Maar er is nog een tweede vraagstuk, dat door den schrijver met kracht wordt behandeld: de onzedelijke verkoop van opium, door het Gouvernement gedreven. Niet, dat het punt in geschil de onzedelijkheid van dien verkoop doet uitkomen, want het geldt daarbij eigenlijk niet meer, dan de vraag: of de opiumkit eenige minuten dichter bij de opgezetenen van het landgoed zou geplaatst worden. Maar 't geen hier de zaak zoo stuitend maakt is, dat de eigenaar door zijn invloed de bevolking tracht te behoeden tegen het onzalig gebruik van dat vergif, terwijl de regeering van haren kant, althans zoo schijnt het, alle pogingen in het werk stelt, om daaraan verdere verbreiding te geven. Ik erken, dat de opiumkwestie een der moeielijkste vraagstukken is, maar meen toch dat het veel heeft van het zoeken naar de quadratuur van den cirkel om aan den eenen kant te trachten, voordeel uit dat heulsap te trekken, en aan den anderen kant naar beperking van het gebruik te streven, zooals toch, naar bekend is, de politiek der regeering heet te zijn. Met den gloed eener innige verontwaardiging toont de heer Perelaer aan, hoe telkens het laatste gedeelte van dat programma uit het oog werd verloren, en alleen naar de baten gestreefd. Voor zooverre men uit de geschriften van anderen - waarbij die van Mr. Bn. v. Dedem, het bekende kamerlid, vooral behooren genoemd te worden - nog niet genoeg heeft geleerd, is 't geen de schrijver aanvoert wel beslissend. En het wordt dan hoog tijd, èn in 't belang van den goeden naam onzer regeering èn ter voorkoming van eene steeds toenemende demoralisatie der inlandsche bevolking, dat men besluit tusschen beide stelsels te kiezen. En gaat men daartoe over zonder te transigeeren - (waarbij toch ten slotte onder het vernis van goede bedoelingen
| |
| |
de onzedelijkheid zou zegevieren), dan ben ik zeker, dat de goede richting zal zegepralen, want daar, waar de Nederlandsche natie geplaatst werd voor de keuze tusschen recht en onrecht is, - mits de vraag? zuiver gesteld worde - de oplossing nooit twijfelachtig geweest.
Augustus.
P.A. van der Lith.
| |
Naschrift.
Nadat bovenstaande regelen waren geschreven, heeft de regeeringinlichtingen gegeven over de zaak, door den heer Perelaer behandeld.
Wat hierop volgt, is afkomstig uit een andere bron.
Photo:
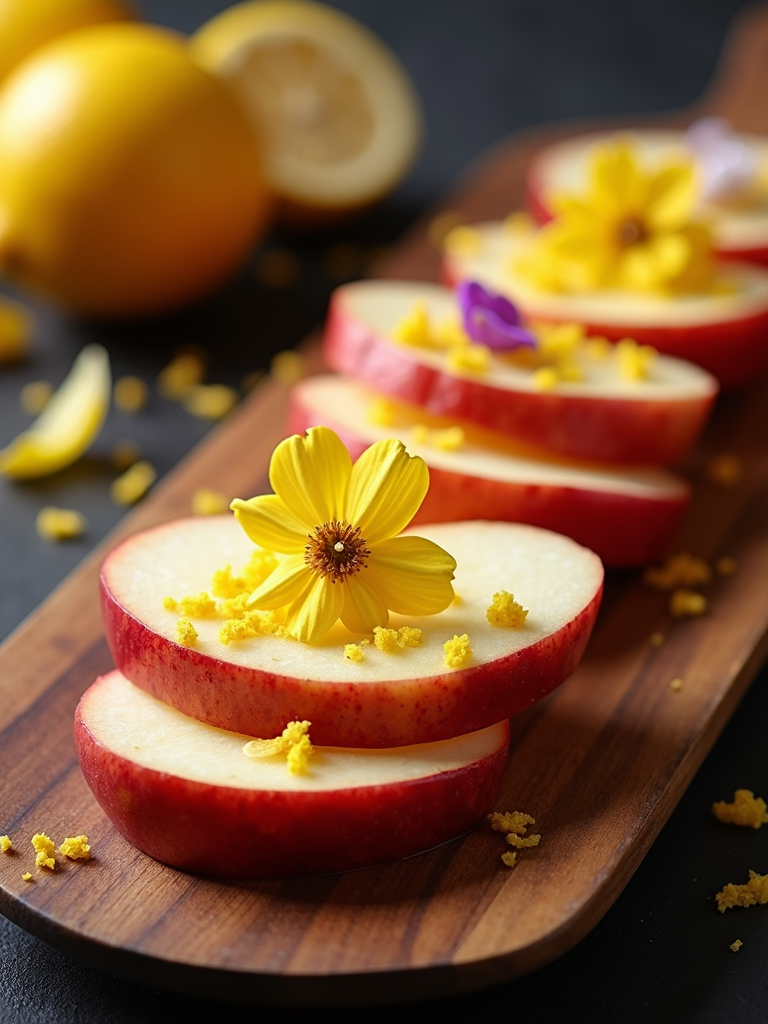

Volgens haar is er geen sprake van schennis van eigendom, daar de opiumkit geplaatst is op een stuk grond, toebehoorende aan een der opgezetenen van het landgoed, die dat aan den pachter heeft verhuurd. De regeering verdedigt hare hardnekkigheid in de handhaving van de kit juist op dat landgoed door de bewering, dat het land een brandpunt van den smokkelhandel in opium zou zijn. Wij moeten de verdediging van den heer Perelaer afwachten, maar wijzen op de onzedelijkheid van den Opiumhandel, zooals de regeering dien thans drijft, die naar zulke middelen doet grijpen, en demoralisatie door nog grootere demoralisatie bestrijdt.